We’ve already collected the top clean energy revolution stories of the year, so if this post gets too heavy for you, you can always pop over there and have some of your hope for the future restored.

But for those of you who can’t look away, here are the top ten stories we posted on DeSmog this year, as measured by the amount of traffic each received:

1. Confirmed: California Aquifers Contaminated With Billions Of Gallons of Fracking Wastewater

After California state regulators shut down 11 fracking wastewater injection wells in July 2014 over concerns that the wastewater might have contaminated aquifers used for drinking water and farm irrigation, the EPA ordered a report within 60 days.
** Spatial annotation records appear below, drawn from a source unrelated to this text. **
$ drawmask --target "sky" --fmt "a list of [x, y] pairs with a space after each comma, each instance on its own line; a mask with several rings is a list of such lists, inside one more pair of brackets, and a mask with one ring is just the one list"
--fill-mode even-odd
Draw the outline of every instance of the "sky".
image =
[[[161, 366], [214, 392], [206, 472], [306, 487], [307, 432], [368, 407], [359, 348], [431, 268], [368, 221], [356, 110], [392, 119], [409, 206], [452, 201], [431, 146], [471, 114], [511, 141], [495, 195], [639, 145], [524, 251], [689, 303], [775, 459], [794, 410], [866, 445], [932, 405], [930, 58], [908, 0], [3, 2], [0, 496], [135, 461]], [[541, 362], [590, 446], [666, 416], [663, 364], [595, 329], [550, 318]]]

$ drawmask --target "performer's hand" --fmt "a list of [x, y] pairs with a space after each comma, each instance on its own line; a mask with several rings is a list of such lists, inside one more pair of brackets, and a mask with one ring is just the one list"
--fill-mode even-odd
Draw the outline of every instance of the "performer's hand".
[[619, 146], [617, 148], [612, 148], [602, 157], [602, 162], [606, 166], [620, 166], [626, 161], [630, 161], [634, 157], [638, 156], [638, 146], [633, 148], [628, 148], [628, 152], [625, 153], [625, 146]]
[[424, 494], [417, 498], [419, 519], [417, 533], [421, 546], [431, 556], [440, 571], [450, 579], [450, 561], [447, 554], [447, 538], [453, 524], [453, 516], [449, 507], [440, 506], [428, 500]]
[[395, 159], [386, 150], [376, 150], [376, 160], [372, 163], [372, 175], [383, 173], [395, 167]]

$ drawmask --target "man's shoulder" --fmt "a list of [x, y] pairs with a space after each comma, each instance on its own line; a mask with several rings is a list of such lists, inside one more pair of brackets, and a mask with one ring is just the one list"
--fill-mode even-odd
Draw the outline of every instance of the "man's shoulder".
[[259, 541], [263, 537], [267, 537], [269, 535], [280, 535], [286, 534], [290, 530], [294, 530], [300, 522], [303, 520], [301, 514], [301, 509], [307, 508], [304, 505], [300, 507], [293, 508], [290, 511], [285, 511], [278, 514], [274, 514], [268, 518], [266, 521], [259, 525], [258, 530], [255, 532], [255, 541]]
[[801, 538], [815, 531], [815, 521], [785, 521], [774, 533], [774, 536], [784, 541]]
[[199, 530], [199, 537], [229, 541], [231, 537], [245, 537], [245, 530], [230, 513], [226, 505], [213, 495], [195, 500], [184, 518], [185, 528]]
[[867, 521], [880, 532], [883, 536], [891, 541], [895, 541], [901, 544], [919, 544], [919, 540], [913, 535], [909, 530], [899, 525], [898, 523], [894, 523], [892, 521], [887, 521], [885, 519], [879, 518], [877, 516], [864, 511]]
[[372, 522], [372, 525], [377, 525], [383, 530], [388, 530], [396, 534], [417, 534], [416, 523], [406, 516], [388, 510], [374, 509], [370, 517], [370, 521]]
It was revealed in October that the California State Water Resources Board had sent a letter to the EPA confirming that at least nine of those sites were in fact dumping wastewater contaminated with fracking fluids and other pollutants into aquifers protected by state law and the federal Safe Drinking Water Act.

The Center for Biological Diversity calculated that nearly 3 billion gallons of wastewater had illegally been injected into the aquifers.

2. NASA Confirms A 2,500-Square-Mile Cloud Of Methane Floating Over US Southwest

When NASA researchers first saw data indicating a massive cloud of methane floating over the American Southwest, they found it so incredible that they dismissed it as an instrument error.

But as they continued analyzing data from the European Space Agency’s Scanning Imaging Absorption Spectrometer for Atmospheric Chartography instrument from 2002 to 2012, the “atmospheric hot spot” kept appearing.

The team at NASA was finally able to take a closer look, and in October 2014 they published their results concluding that there is in fact a 2,500-square-mile cloud of methane—roughly the size of Delaware—floating over the Four Corners region, where the borders of Arizona, Colorado, New Mexico, and Utah intersect.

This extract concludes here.